Follow the next steps in order to use the MNIST dataset and reduce its dimensions, since it has 784 dimensions and 70,000 samples. It is large enough, but even larger datasets can also be used:
- We begin by reloading the data and preparing it for the sparse PCA encoding:
from sklearn.datasets import fetch_openml
mnist = fetch_openml('mnist_784')
X = mnist.data
- Then we perform the dimensionality reduction as follows:
from sklearn.decomposition import MiniBatchSparsePCA
dr = MiniBatchSparsePCA(n_components=2, batch_size=50,
normalize_components=True)
X_ = dr.fit_transform(X)
Here, the MiniBatchSparsePCA() constructor takes three arguments:
- n_components, which we set to 2 for visualization purposes.
- batch_size determines how many samples the algorithm will use at a time. We set it to 50, but larger numbers may cause the algorithm to slow down.
- normalize_components refers to the preprocessing of the data by centering it, that is, making it have a zero mean and a unit variance; we recommend doing this every time, especially if you have data that is highly correlated, such as images.
The MNIST dataset transformed using sparse PCA looks as depicted in Figure 3.10:
As you can see, the separation between classes is not perfectly clear. There are some definitive clusters of digits, but it does not seem like a straightforward task due to the overlap between groups. This is caused in part by the fact that many digits may look alike. It would make sense to have the numerals 1 and 7 clustered together (the left side up and down), or 3 and 8 (the middle and up).
But let's also use another popular and useful algorithm called Dictionary Learning.
Dictionary Learning
Dictionary Learning is the process of learning the basis of transformations, called dictionaries, by using a process that can easily scale to very large datasets (Mairal, J., et al. (2009)).
The algorithm is available in scikit-learn through the MiniBatchDictionaryLearning class. We can use it as follows:
from sklearn.decomposition import MiniBatchDictionaryLearning
dr = MiniBatchDictionaryLearning(n_components=2, batch_size=50)
X_ = dr.fit_transform(X)
The constructor MiniBatchDictionaryLearning() takes on similar arguments as MiniBatchSparsePCA() with the same meaning. The results of the learned space are shown in Figure 3.11:
As can be seen, there is a significant overlap among classes even if there are clearly defined clusters. This could lead to poor performance results if this data, the two-dimensional data, is used as input to train a classifier. This does not mean that algorithms are bad, necessarily. What this could mean is that, maybe, two dimensions are not the best choice of final dimensions. Continue reading to learn more about this.

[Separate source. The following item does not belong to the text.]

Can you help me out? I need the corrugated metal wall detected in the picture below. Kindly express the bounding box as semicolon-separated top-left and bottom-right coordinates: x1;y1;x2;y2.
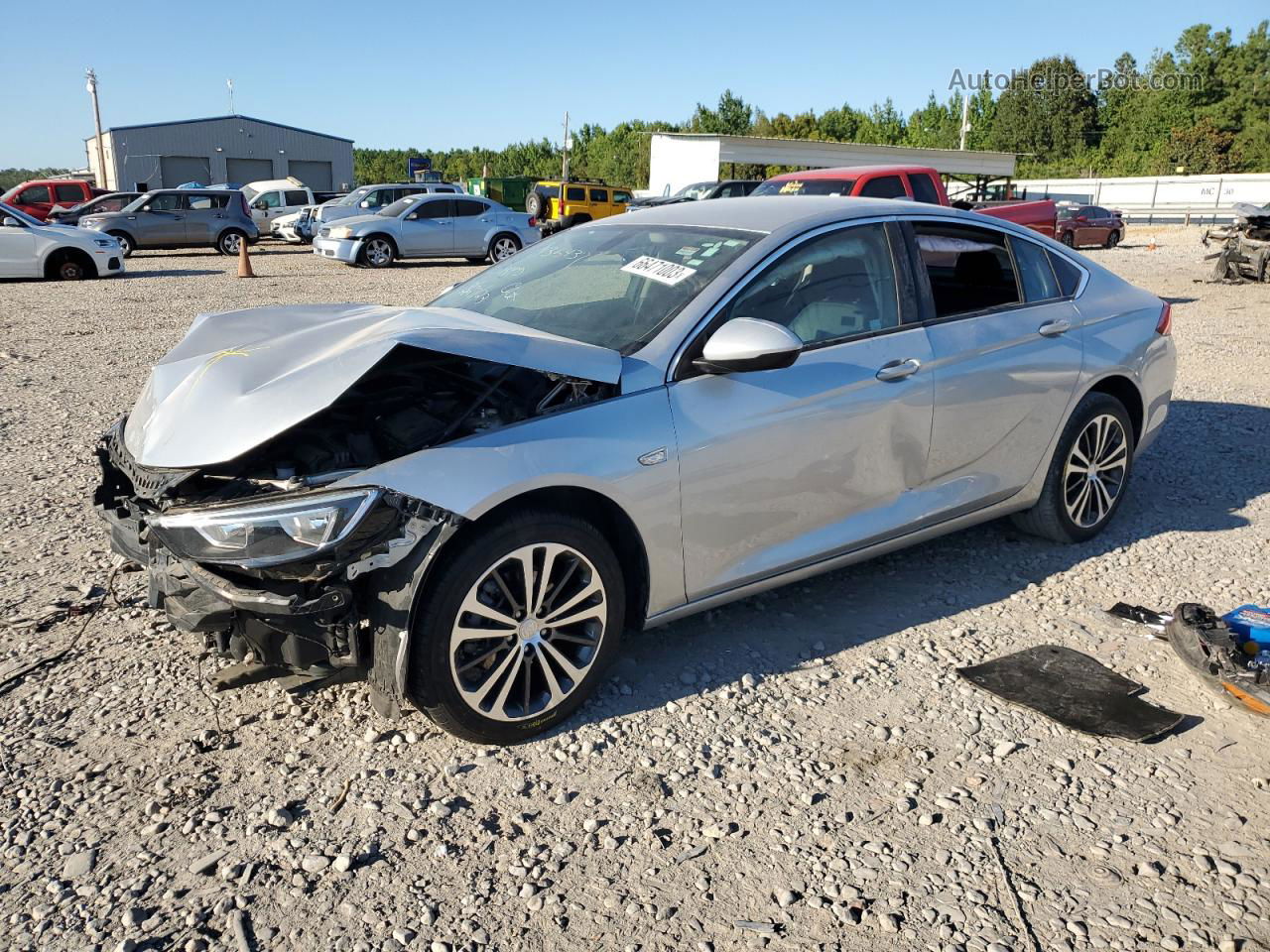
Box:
89;115;353;189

Regarding the number of dimensions
Reducing dimensions is not always a necessary step. But it is highly recommended for data that is highly correlated, for example, images.

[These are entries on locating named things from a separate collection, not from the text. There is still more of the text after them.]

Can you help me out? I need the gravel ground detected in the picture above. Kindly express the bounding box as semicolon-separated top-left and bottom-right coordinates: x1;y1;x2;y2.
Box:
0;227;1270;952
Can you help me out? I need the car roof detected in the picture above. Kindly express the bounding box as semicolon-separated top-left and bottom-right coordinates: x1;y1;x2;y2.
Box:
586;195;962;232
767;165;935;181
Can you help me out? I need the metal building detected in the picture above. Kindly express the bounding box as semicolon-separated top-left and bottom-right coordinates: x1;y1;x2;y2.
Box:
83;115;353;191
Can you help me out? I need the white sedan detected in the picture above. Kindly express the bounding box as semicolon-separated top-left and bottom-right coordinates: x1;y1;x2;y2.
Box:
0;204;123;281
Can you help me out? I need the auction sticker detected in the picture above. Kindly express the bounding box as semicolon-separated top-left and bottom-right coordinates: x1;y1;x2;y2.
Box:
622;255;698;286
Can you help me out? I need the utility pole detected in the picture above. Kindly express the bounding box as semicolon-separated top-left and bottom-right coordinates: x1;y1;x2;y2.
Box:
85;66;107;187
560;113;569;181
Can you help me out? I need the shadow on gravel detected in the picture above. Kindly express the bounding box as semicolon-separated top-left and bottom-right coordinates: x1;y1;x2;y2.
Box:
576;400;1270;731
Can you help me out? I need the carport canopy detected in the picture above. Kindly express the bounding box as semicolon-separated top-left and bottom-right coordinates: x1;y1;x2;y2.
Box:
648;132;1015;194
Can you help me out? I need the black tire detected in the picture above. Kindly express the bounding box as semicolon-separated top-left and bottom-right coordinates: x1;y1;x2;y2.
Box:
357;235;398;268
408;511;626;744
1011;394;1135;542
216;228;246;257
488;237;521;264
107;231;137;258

All the discussed dimensionality reduction techniques actually strive to remove redundant information in the data and preserve the important content. If we ask an algorithm to reduce the dimensions of our non-correlated, non-redundant dataset from 13 dimensions to 2, that sounds a bit risky; perhaps 8 or 9 would be a better choice.

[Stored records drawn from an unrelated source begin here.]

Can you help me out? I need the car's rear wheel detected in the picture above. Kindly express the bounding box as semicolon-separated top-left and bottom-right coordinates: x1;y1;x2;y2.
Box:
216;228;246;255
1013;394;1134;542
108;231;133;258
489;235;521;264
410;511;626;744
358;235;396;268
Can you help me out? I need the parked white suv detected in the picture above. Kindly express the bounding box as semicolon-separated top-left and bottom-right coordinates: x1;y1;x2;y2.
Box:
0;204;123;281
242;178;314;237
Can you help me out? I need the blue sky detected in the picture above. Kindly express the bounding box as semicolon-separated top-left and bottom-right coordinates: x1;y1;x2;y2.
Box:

No serious-minded machine learner would try to reduce a non-correlated, non-redundant dataset with 784 dimensions to only 2. Even if the data is highly correlated and redundant, like the MNIST dataset, asking to go from 784 down to 2 is a big stretch. It is a very risky decision that may get rid of important, discriminant, relevant information; perhaps 50 or 100 would be a better choice.
There is no general way of finding which amount of dimensions is good. It is a process that requires experimentation. If you want to become good at this, you must do your due diligence and at least try two or more experiments with different dimensions.